Pierre Francastel, "Art, forme, structure", 1965, in L'Image, la vision et l'imagination, Denoël/Gonthier, 1983, p. 31-32.
"La vue d'une œuvre ou son audition ne restitue pas une image optique ou sonore composée d'éléments qui se sont trouvés placés un moment donné, dans l'ordre même où ils sont présentés, à la portée des sens du spectateur. Les idées et les concepts ne s'incarnent pas dans des signes interchangeables ; les formes de l'expression artistique ne nous révèlent pas un arrière-monde pourvu ou non d'ordre et de mesure. Le jeu combinatoire sur lequel repose la perception de l'image suppose l'existence de trois niveaux : celui de la réalité sensible qui engendre les stimuli ; celui de la perception ; celui de l'imaginaire. La sélection des éléments ne se fait pas en fonction des lois générales de la nature, mais dans la perspective d'une culture commune à un artiste et à des groupes humains qui interfèrent toujours, soit dans l'actuel soit à travers l'espace et le temps, avec des catégories multiples d'individus, souvent étrangers les uns aux autres à tous égards. Le mécanisme de la perception artistique ne repose pas […] sur la reconstitution des touts occasionnels ayant provoqué l'élaboration du support formel en fonction d'un type particulier de langage, mais sur ce qu'à partir de relations fragmentaires un système matériel artificieusement constitué renvoie à une pluralité d'ensembles qui, situés dans la mémoire, individuelle et collective des artistes et des spectateurs, possèdent des degrés de réalité très variables.

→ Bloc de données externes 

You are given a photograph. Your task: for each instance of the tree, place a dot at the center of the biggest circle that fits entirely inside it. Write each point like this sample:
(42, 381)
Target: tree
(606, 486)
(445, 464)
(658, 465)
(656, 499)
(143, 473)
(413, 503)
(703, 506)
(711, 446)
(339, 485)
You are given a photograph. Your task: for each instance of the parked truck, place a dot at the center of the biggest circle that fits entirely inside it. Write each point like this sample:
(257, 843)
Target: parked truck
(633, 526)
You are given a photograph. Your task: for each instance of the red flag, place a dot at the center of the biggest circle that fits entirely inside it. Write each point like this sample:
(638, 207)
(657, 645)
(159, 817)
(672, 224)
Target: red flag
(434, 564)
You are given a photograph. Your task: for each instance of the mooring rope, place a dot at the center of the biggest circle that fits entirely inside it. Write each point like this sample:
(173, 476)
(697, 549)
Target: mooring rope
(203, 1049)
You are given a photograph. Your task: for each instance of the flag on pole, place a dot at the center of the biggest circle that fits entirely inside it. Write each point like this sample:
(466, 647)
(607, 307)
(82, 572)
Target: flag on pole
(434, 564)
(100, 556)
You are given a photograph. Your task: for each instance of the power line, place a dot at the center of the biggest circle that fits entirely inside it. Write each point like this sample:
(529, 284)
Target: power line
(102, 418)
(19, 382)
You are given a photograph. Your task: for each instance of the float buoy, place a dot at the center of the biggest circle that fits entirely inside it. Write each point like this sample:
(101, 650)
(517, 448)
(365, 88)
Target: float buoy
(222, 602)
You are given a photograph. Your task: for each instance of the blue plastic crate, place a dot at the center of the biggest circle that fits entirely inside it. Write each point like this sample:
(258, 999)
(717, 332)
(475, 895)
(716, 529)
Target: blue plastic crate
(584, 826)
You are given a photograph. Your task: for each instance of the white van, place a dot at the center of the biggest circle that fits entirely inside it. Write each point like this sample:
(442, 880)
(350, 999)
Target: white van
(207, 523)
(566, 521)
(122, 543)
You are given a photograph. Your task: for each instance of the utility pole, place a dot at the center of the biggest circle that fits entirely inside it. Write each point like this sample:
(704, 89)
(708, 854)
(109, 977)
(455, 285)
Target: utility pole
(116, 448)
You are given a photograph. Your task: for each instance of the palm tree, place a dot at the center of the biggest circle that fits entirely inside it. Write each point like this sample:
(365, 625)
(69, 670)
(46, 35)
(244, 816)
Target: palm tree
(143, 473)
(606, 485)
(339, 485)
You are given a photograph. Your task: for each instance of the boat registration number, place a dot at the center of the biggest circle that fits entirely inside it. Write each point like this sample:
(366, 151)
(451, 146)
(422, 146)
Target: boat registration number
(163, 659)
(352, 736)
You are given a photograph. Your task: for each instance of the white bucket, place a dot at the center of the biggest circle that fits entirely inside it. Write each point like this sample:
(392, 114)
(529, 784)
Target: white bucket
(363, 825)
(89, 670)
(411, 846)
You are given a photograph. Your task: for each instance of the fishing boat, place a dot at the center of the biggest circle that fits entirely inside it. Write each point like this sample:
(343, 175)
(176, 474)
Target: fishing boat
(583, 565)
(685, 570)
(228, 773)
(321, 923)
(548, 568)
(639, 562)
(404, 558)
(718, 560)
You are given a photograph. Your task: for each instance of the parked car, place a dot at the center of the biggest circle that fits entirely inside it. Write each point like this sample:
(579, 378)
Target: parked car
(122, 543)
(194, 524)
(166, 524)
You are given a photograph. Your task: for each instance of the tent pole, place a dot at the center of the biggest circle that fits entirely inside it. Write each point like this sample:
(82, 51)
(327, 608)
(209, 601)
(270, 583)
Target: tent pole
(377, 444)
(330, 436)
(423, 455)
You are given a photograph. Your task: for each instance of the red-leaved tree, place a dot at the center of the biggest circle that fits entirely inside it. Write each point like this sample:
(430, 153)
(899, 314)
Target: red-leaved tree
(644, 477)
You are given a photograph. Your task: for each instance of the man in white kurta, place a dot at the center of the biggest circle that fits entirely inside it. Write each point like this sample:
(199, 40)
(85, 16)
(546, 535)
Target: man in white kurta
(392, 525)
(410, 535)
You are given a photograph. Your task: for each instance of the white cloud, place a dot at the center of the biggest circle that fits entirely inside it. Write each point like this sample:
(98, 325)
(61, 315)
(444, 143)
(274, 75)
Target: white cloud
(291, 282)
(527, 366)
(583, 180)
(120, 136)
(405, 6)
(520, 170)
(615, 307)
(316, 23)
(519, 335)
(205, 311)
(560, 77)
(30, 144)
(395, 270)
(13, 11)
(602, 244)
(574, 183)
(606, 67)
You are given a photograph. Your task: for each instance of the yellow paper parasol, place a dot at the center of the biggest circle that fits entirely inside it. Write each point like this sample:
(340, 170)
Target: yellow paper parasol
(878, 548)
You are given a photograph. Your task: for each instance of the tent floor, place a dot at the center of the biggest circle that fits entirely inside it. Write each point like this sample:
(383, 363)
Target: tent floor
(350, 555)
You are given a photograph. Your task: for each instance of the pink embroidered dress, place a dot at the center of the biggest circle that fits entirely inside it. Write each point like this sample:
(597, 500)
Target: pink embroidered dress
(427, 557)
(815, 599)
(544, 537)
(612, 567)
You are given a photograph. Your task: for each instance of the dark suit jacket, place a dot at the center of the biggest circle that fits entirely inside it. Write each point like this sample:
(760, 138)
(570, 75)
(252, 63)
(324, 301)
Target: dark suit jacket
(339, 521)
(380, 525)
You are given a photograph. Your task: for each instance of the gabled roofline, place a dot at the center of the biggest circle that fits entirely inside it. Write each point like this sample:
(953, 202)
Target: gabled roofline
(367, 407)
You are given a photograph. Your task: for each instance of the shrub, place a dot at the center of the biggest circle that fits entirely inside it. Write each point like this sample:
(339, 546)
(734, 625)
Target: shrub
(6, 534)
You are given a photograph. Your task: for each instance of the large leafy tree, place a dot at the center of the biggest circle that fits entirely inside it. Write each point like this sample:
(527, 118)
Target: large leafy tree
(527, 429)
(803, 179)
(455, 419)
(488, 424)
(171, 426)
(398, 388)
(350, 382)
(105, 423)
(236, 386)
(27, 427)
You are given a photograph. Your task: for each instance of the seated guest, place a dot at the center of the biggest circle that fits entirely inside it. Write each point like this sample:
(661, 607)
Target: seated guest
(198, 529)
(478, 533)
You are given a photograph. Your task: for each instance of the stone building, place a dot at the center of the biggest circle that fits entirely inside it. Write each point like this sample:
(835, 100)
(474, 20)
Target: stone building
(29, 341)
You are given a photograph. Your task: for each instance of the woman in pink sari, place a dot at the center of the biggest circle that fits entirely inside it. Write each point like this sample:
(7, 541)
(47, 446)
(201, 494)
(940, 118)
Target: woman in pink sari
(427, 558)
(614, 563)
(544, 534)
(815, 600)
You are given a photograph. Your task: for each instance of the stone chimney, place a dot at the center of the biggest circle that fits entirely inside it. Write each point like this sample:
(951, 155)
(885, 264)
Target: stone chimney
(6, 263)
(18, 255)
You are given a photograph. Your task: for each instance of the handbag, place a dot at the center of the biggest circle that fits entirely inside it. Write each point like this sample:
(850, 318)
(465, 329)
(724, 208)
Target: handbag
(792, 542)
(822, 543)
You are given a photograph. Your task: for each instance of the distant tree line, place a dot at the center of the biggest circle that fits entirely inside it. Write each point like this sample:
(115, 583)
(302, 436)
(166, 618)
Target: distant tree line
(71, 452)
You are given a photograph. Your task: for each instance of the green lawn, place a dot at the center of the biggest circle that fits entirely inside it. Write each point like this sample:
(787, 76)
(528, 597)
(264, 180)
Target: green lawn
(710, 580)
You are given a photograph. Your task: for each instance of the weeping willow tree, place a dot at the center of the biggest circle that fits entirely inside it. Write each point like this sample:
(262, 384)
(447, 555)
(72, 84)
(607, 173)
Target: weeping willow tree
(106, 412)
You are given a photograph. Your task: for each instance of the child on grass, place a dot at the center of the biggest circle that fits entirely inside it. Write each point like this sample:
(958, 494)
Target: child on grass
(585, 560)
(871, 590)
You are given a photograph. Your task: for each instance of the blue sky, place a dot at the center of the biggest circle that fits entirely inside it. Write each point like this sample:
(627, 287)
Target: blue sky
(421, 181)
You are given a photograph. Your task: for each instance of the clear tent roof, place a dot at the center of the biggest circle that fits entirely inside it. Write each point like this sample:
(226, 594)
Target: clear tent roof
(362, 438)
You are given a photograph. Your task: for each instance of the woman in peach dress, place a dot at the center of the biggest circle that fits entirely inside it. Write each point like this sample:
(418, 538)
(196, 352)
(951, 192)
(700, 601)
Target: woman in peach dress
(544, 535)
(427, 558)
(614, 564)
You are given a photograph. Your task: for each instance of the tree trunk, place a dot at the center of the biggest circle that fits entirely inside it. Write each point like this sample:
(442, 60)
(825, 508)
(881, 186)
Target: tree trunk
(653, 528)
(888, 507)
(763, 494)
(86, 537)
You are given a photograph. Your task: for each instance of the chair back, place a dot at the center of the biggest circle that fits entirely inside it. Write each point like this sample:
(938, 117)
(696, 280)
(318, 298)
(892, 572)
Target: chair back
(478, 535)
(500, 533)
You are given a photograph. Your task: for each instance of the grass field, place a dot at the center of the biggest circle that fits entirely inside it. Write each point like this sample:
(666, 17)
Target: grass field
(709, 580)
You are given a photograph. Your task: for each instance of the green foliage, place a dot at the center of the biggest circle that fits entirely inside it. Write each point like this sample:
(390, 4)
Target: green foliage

La perception de l'œuvre d'art repose non pas sur un processus de reconnaissance mais de compréhension. L'œuvre d'art est le possible et le probable ; elle n'est jamais le certain. Elle est toujours ambiguë, toujours susceptible de perdre certains aspects de sa réalité ou d'en gagner de nouveaux. L'esthétique est première ; l'œuvre d'art ne porte pas le message d'une connaissance ou d'une pensée engendrée en dehors d'elle, soit par imitation soit par intuition, indépendamment de la volonté de l'artiste – étant encore précisé que cette volonté ne se présente pas comme un consciencieux effort pour reproduire un modèle, mais comme une problématique. Ce que fixe l'artiste ce n'est pas ce qu'il a vu ou appris, c'est ce qu'il cherche et ce qu'il veut révéler à d'autres."
Pierre Francastel, "Art, forme, structure", 1965, in L'Image, la vision et l'imagination, Denoël/Gonthier, 1983, p. 41-42.